Health care providers partner to enhance healing after leaving the hospital
SARANAC LAKE - Adirondack Health and High Peaks Hospice & Palliative Care have teamed up to help Medicare patients continue the healing process after they leave the hospital to lower the potential they are unnecessarily re-admitted.
Adirondack Medical Center, a member of Adirondack Health, and High Peaks Hospice are part of the North Eastern New York Community-based Care Transitions Program (CCTP), a consortium of 16 upstate New York hospitals and health-care organizations that serve people in ten counties. In the Tri-Lakes region, the collaboration between AMC and High Peaks Hospice is known as the Adirondack Care Transition Program.
"We are very excited to be partnering with High Peaks Hospice on this initiative," said Margaret Sorensen, Chief Nursing Officer for Adirondack Health. "The Adirondack Care Transition Program is an extension of our commitment to top-quality patient-centered care, with a special concern for the health needs of the elderly."
How the initiative works
People who are enrolled in a traditional Medicare fee-for-service, and are at particular risk of health concerns after being discharged, are eligible to join the care program. There is no charge to participate as the cost of the program will be paid by Medicare and participating health-care organizations.
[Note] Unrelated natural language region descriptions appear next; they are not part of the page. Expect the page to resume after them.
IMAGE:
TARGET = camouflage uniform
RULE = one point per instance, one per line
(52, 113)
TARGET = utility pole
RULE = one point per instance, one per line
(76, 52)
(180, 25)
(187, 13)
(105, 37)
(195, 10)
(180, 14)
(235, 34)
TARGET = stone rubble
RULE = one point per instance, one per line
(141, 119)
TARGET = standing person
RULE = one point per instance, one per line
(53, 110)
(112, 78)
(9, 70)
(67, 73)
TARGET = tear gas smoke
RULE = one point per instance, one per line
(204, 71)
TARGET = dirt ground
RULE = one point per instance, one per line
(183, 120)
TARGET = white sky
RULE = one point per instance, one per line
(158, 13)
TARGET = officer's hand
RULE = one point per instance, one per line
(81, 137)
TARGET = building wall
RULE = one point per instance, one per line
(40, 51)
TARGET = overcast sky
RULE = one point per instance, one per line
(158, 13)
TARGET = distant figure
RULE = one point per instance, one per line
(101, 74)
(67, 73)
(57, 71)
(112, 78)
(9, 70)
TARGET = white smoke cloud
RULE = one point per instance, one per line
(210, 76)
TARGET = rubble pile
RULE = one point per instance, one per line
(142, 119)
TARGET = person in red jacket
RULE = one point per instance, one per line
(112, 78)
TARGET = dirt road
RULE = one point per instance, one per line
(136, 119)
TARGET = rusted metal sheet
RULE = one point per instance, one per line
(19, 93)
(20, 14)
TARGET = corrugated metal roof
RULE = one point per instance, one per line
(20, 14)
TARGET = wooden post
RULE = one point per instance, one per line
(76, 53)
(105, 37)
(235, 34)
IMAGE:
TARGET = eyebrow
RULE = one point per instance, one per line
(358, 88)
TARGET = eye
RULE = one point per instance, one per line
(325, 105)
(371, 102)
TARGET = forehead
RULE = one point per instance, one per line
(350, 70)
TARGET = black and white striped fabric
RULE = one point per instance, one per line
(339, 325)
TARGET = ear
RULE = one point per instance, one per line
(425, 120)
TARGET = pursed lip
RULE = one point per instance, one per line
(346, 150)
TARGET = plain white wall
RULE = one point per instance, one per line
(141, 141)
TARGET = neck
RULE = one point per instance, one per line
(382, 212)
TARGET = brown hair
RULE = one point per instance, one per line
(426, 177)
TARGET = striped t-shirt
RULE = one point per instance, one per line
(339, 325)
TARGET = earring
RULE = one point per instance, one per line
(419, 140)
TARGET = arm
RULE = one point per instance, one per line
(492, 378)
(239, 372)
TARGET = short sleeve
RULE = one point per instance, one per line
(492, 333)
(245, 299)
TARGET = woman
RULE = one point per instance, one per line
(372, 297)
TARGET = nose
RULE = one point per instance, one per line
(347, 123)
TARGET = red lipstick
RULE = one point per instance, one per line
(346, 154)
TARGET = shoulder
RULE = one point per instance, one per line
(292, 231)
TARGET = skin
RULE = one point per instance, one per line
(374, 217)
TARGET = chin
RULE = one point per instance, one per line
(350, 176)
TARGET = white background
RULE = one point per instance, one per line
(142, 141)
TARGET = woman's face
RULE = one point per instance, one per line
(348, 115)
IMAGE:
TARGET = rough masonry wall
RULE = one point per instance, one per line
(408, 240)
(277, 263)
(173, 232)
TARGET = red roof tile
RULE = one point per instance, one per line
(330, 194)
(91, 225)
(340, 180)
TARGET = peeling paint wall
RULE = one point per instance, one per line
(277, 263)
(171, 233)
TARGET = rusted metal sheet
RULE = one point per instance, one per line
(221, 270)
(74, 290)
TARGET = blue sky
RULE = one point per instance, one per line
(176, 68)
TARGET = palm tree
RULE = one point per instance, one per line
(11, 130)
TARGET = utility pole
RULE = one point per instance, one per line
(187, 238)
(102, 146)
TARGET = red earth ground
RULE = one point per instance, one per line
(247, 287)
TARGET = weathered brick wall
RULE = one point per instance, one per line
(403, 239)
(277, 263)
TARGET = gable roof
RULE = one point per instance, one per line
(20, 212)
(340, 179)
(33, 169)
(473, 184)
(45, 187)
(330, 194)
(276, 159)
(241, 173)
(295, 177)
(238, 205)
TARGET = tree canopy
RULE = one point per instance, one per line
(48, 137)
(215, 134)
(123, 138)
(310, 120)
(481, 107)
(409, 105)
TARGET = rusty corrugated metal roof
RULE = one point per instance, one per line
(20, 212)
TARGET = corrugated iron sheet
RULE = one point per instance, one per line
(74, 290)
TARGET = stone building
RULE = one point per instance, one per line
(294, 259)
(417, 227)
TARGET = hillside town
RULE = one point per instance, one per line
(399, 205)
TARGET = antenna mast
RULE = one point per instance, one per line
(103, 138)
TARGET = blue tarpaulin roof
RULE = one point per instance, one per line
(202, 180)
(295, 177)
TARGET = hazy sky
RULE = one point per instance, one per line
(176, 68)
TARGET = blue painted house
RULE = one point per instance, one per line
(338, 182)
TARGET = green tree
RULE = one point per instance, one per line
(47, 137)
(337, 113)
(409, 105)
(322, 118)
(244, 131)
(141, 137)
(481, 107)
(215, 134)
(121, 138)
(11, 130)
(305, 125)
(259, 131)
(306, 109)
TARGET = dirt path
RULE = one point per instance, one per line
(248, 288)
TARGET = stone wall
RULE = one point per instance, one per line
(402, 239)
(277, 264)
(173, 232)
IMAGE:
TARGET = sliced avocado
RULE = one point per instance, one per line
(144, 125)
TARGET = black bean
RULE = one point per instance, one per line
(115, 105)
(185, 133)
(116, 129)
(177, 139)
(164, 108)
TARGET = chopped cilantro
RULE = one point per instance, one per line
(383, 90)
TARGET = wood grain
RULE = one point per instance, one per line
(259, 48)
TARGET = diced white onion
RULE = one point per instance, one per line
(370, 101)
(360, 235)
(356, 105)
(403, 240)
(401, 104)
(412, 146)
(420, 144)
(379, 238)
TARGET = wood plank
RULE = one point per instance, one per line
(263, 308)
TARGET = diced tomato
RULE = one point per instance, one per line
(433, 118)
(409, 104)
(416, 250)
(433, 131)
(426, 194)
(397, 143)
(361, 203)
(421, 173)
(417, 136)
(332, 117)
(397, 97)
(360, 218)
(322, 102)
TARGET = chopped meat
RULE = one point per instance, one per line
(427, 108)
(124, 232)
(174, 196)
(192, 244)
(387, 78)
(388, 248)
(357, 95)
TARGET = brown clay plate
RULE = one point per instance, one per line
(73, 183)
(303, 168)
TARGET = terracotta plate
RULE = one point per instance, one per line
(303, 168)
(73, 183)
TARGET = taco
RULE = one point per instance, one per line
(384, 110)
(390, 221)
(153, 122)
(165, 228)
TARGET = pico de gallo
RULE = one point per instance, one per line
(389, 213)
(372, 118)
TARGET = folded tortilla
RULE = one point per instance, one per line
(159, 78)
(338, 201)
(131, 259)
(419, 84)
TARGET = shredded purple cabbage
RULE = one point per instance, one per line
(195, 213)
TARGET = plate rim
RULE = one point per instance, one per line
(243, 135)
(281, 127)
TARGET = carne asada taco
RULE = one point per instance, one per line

Patients who choose to participate will meet with Registered Nurse Aimee Savarie prior to going home and develop a care plan to achieve a personal goal previously out of reach due to the patient's health condition. A goal can be attending a grandchild's soccer game or enjoying a picnic with friends. The patient will identify steps to achieve his or her personal goal, and to recognize red flags that may slow recovery.
Once the patient is back at home, Registered Nurse Tracy Posdzich from High Peaks Hospice and Palliative Care will serve as 'health coach' and provide support through regular visits or answering questions by telephone.
The program will operate locally for two years during which the Centers for Medicare & Medicaid Services will determine if it meets the goals of keeping people healthy and reducing preventable hospital re-admissions. Participation in CCTP may be extended on an annual basis for the remaining three years of the program if performance targets are met.
The CCTP is an initiative of the Partnership for Patients, a nationwide public-private partnership launched in April 2011. The goals of the partnership:
- Aim to cut preventable errors in hospitals by 40 percent
- Reduce preventable hospital re-admissions by 20 percent over a three-year period.
The goals of CCTP are:
- Reduce hospital re-admissions
- Test sustainable funding streams for care transition services
- Maintain or improve quality of care
- Document measureable savings to the Medicare program
The ten-county region covers Clinton, Essex, Franklin, Fulton, Hamilton, Montgomery, Saratoga, Schenectady, Warren and Washington counties. There are over 100,000 traditional Medicare beneficiaries in the region, and about 25,000 of them are hospitalized over the course of a year. Of these, about 5,500 are expected to participate in the CCTP.
The lead agency for the regional consortium is the Visiting Nurse Service of Schenectady and Saratoga Counties, Inc. Other participating organizations are: Alice Hyde Medical Center, CVPH Medical Center, Elizabethtown Community Hospital, Ellis Medicine, Glens Falls Hospital, Inter-Lakes Health, Nathan Littauer Hospital, St. Mary??s Healthcare (Amsterdam), Saratoga Hospital, Adirondack Health Institute, Community Health Center, High Peaks Hospice, Hudson Headwaters Health Network, Saratoga County Office for the Aging, and Washington County CARES.